Kimi bireyler bazen kendi ailesine büyüklük eder.Siz buna ister şans deyin isterse kader,ben buna tutunamadığım dalların en başta kopan parçası diyorum.Ama yüce kitabımızda bile ''İnsanoğlu kendi kaderini kendi belirler.'' diyor.Ya ben belirleyemedim ya da hayatıma yerime belirleyecek insanları aldım.Daha 17 yaşındayım kız meslek lisesinde bilgisayar bölümü okuyorum ve benim daha bilgisayarım yok.O sıralar durumumuz çok kötü annem hem tansiyon hem kalp hastası babam siroz Ki ben annemin kalp hastası olduğunu dokuz yaşımda öğrendim.Babam bi gün çalışıyor üç gün gidemiyor.Bi kıza aşık oldum adı Büşra ilk defa aşık oldum.O zaman anlayamadım anlatamadım iç dünyamın yangınını kimseye kimse de anlamadı zaten. Ailemin durumu,hastalık,bi de derdim yokmuş gibi Büşra çıkmıştı başıma.Kafamda kırk tilki dönüyor hiç birinin kuyruğu Da birbirine değmiyordu.Büşra'nın babası da polisti. Abi şunu söliyim sallanan masayla olur sallanan adamla olmaz.Ben aşık olduğumu Onur'a söyledim onunda babası polis lojmandayken göz kulak ol vs. vs. diye . Seviyoruz ya erkeklik duygularımız kabardı,sahipleniyoruz artık iç dünyamın prensesini...
Oda gitmiş babasına iletiyor değerli elçimiz,babası beni üç kere dinlene dinlene jopla dövdü. İlk biramı da ondan Sonra içtim zaten.

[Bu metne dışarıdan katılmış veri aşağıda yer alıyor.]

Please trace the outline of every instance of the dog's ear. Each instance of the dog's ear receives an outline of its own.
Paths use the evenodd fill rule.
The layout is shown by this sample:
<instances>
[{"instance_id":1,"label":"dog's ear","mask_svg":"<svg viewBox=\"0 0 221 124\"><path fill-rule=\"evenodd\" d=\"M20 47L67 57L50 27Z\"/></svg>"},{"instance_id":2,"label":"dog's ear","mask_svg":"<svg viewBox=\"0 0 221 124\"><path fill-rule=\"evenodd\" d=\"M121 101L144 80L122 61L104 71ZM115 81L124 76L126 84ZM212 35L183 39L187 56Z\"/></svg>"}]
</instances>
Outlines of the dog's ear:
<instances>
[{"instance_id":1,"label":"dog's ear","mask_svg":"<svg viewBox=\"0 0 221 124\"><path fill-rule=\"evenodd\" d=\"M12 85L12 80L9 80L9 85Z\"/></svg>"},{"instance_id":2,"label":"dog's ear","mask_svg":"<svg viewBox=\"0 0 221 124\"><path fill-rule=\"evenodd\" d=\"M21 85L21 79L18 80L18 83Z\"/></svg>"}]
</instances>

Üstüne iki gün geçmeden bizim eve haciz geldi bi gün Sonra da babamı içeri aldılar borçtan dolayı.Böyle olunca annem dayanamadı kalbi tuttu.
Daha Yaşım 17 babam hapishaneye annem hastahaneye ben eşyasız evde kalakaldım.
Kimse de tutmadı elimden kimse de sahip çıkmadı.